Computing optimal allocation of trials to sub-regions in multi-environment crop variety testing for large number of genotypes
Conference
65th ISI World Statistics Congress 2025
Format: CPS Abstract - WSC 2025
Keywords: dimension-reduction, experimental-design, large dimensional covariance model, multi-environment trials, prediction, random-effects
Session: CPS 15 - Survey Methodology and Experimental Design
Tuesday 7 October 5:10 p.m. - 6:10 p.m. (Europe/Amsterdam)
Abstract
New crop varieties are extensively tested in multi-environment trials in order to obtain a solid basis for recommendations to farmers. When the target population of environments is large, a division into sub-regions is often advantageous. If the same set of genotypes is tested in each of the sub-regions, a linear mixed model (LMM) may be fitted with random genotype-within-sub-region effects. The first analytical results to optimizing allocation of trials (designs) to sub-regions have been obtained in Prus and Piepho (2021). In that paper the genotype effects are assumed to be uncorrelated.

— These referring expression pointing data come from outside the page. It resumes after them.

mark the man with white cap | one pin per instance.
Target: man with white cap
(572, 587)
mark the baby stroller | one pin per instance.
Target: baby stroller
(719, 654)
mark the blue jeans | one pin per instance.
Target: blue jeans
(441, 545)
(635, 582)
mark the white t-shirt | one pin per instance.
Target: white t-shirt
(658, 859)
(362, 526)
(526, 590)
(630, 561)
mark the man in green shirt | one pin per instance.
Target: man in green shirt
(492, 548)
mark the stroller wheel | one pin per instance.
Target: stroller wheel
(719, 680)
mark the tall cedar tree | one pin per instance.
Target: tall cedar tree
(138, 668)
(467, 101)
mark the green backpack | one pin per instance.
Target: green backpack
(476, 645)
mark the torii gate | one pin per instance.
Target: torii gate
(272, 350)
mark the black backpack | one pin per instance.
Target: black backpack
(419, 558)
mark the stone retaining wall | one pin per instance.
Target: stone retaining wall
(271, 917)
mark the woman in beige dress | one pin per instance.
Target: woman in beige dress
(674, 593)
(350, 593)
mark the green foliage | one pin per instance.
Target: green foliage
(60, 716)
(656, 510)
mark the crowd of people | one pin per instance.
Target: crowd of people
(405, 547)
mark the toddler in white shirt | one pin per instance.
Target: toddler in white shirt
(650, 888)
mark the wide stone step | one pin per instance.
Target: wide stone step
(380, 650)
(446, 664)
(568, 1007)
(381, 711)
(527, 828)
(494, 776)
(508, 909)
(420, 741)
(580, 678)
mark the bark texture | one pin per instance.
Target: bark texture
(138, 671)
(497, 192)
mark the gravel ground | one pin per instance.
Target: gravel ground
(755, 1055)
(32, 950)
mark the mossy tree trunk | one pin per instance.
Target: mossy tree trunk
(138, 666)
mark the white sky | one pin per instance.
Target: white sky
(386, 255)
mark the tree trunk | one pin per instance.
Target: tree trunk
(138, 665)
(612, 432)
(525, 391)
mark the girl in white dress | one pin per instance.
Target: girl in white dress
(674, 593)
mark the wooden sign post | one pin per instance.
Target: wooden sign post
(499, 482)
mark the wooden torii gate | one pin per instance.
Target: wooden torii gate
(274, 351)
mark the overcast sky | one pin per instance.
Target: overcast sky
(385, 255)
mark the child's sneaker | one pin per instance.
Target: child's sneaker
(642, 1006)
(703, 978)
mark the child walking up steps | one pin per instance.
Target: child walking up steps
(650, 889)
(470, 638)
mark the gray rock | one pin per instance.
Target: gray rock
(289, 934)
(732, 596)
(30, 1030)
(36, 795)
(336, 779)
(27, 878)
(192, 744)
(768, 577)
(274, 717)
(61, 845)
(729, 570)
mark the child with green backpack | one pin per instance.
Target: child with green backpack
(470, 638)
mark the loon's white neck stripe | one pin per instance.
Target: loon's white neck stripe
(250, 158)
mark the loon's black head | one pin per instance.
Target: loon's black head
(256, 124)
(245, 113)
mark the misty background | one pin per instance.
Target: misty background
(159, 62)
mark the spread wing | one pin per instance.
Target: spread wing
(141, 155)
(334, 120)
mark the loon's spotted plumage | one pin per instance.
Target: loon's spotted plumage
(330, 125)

However, this assumption is not always suitable for practical situations. In praxis, genetic markers are often used in plant breeding for determining genetic relationships of genotypes, which helps to model their correlation. In this work a more general LMM with correlated genotype effects is considered. An analytical solution for optimal allocations of trials (optimal designs) is proposed in form of an optimality condition. For small to moderate number of genotypes optimal designs can be determined using the OptimalDesign package in R and the approach proposed in Harman and Prus (2018). The optimization problem becomes more challenging if the number of genotypes is very large. For this situation a new approach for computing optimal designs is proposed. The obtained results are illustrated by real data examples.
Harman, R. and Prus, M. (2018). Computing optimal experimental designs with respect to a compound Bayes Risk criterion. Statistics and Probability Letters, 137, 135-141.
Prus, M. and Piepho, H.-P. (2021). Optimizing the allocation of trials to sub-regions in multi-environment crop variety testing. Journal of Agricultural, Biological and Environmental Statistics, 26, 267–288.